Melville Leonard Edelstein (1919 16 June 1976) was born to Nachum and Rose Edelstein in King William's Town. His Litvak parents had first travelled to the UK and then Cape Town in 1896 before joining the masses of "boere-Jode" [Afrikaner or farmer Jews] where his parents had settled and Nachum started and ran a successful business.[1] Edelstein was the grandson of Michael Edelstein who established the first synagogue at King William's Town.[2]
Edelstein was a sociologist and academic and had devoted his efforts to humanitarian and social welfare projects in Soweto. Serving as Deputy Chief Welfare Officer, Edelstein instituted many projects aimed at assisting youth, disabled, poor, and marginalized communities within Soweto. A practicing Orthodox Jew, Edelstein was apolitical and a pacifist who refused to enlist for World War II.[3] He served for eighteen years as a social worker for the Welfare Section of the Non-European Affairs Department, which fell under the City of Johannesburg.[4] [5]
Edelstein was one of the two white men who died in the Soweto uprising of 16 June 1976, when he was stoned to death by a crowd of enraged students.[6] [7]
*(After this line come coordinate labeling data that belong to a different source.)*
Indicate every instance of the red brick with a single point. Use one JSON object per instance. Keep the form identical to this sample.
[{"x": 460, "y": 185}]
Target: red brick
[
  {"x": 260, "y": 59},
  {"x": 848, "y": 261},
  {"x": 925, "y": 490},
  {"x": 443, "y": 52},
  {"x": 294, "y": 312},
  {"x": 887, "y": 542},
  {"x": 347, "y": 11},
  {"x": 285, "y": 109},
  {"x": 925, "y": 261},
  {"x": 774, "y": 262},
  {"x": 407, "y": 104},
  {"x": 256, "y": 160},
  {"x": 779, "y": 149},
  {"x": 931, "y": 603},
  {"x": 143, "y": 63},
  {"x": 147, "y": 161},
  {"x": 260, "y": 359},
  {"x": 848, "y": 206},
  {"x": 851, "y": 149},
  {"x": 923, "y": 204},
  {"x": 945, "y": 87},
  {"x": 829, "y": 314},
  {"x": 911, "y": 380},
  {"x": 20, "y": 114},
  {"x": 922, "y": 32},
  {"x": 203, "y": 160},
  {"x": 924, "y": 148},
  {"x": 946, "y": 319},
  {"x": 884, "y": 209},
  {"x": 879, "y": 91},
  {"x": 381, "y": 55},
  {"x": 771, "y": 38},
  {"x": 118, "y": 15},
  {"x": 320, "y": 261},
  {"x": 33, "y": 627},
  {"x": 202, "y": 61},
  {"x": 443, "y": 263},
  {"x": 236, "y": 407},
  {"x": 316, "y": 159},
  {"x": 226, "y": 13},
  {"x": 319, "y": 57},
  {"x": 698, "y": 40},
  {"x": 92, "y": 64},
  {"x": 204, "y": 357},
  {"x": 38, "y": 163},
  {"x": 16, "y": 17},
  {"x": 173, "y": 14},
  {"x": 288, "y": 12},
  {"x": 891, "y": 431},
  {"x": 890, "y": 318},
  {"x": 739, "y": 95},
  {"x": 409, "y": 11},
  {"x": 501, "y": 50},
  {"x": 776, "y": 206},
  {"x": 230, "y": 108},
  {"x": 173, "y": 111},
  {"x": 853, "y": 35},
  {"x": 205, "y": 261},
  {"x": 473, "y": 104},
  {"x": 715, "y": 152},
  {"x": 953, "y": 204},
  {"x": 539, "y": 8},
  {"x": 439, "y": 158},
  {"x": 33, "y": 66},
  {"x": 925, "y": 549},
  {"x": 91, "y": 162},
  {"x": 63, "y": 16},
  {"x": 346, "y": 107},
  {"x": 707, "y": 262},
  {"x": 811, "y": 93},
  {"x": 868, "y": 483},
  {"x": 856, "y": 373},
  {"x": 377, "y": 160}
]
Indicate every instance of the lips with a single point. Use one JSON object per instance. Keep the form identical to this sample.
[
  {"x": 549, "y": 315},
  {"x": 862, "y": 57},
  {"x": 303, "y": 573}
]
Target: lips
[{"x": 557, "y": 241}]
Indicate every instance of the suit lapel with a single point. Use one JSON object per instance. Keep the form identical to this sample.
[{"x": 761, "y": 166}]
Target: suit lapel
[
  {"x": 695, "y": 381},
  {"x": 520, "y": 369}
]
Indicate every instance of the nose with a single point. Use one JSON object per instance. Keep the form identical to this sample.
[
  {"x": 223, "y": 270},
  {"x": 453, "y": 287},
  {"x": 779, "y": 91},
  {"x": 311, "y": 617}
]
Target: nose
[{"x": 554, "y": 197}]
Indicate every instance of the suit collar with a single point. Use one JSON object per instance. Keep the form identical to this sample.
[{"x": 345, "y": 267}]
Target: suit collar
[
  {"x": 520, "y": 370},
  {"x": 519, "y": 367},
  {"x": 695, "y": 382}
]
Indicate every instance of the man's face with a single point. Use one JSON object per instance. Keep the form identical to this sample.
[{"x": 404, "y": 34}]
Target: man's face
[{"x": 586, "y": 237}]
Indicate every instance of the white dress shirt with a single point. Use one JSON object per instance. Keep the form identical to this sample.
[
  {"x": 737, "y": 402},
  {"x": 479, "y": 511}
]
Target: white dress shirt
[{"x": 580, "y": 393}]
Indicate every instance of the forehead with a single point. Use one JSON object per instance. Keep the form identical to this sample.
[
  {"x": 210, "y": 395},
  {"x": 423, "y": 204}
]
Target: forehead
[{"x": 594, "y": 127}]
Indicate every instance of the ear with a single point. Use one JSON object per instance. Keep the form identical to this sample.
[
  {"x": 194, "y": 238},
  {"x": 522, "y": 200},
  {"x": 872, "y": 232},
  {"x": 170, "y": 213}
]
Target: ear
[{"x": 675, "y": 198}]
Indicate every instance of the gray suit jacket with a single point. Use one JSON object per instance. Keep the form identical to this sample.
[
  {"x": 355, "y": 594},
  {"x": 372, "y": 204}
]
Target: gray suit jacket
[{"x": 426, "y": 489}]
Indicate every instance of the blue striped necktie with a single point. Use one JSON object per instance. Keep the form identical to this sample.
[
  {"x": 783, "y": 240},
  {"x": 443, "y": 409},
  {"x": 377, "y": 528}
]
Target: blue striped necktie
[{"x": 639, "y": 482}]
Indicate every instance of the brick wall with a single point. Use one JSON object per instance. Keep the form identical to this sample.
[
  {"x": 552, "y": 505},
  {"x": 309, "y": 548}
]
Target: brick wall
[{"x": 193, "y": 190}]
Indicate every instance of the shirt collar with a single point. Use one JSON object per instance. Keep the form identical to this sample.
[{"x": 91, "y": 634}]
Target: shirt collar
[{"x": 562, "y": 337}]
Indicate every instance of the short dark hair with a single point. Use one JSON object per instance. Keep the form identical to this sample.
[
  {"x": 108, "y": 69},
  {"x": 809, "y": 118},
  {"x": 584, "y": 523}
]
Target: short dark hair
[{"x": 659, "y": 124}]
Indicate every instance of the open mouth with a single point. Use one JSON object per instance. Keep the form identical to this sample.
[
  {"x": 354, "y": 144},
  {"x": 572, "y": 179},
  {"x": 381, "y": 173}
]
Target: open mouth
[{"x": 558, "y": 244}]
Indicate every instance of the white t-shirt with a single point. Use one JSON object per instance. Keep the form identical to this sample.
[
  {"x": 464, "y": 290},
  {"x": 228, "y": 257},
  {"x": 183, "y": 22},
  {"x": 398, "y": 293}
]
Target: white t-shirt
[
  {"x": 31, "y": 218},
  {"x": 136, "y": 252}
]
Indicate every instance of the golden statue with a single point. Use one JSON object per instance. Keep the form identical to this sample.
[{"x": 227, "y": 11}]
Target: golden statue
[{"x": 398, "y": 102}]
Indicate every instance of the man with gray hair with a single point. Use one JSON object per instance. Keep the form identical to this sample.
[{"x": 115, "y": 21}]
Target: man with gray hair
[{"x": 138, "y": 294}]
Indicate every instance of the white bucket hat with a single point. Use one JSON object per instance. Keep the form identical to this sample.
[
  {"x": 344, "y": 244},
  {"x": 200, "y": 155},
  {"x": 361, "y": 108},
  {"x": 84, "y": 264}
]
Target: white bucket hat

Edelstein had been hosting the official opening for a branch of his Sheltered Workshop Programme in Orlando East, designed to provide employment for disabled people, when news of the student protests reached the project. The ceremony was brought to a hurried end as dignitaries and workers were ferried out of the township.[8] [9] [10] Concerned about the safety of a woman colleague – Pierette Jacques, back at the Youth Centre in Youth Centre in Jabavu – Edelstein drove through crowds of gathering students to get to her office. Edelstein then rushed through the offices, instructing staff to leave immediately.[11]
While there, an angry mob broke into the building and stoned him to death. Reporter Peter Magubane later found his body with a note saying "Beware Afrikaans is the most dangerous drug for our future." Magubane said, "If they'd known who he was, this would never have happened."[12]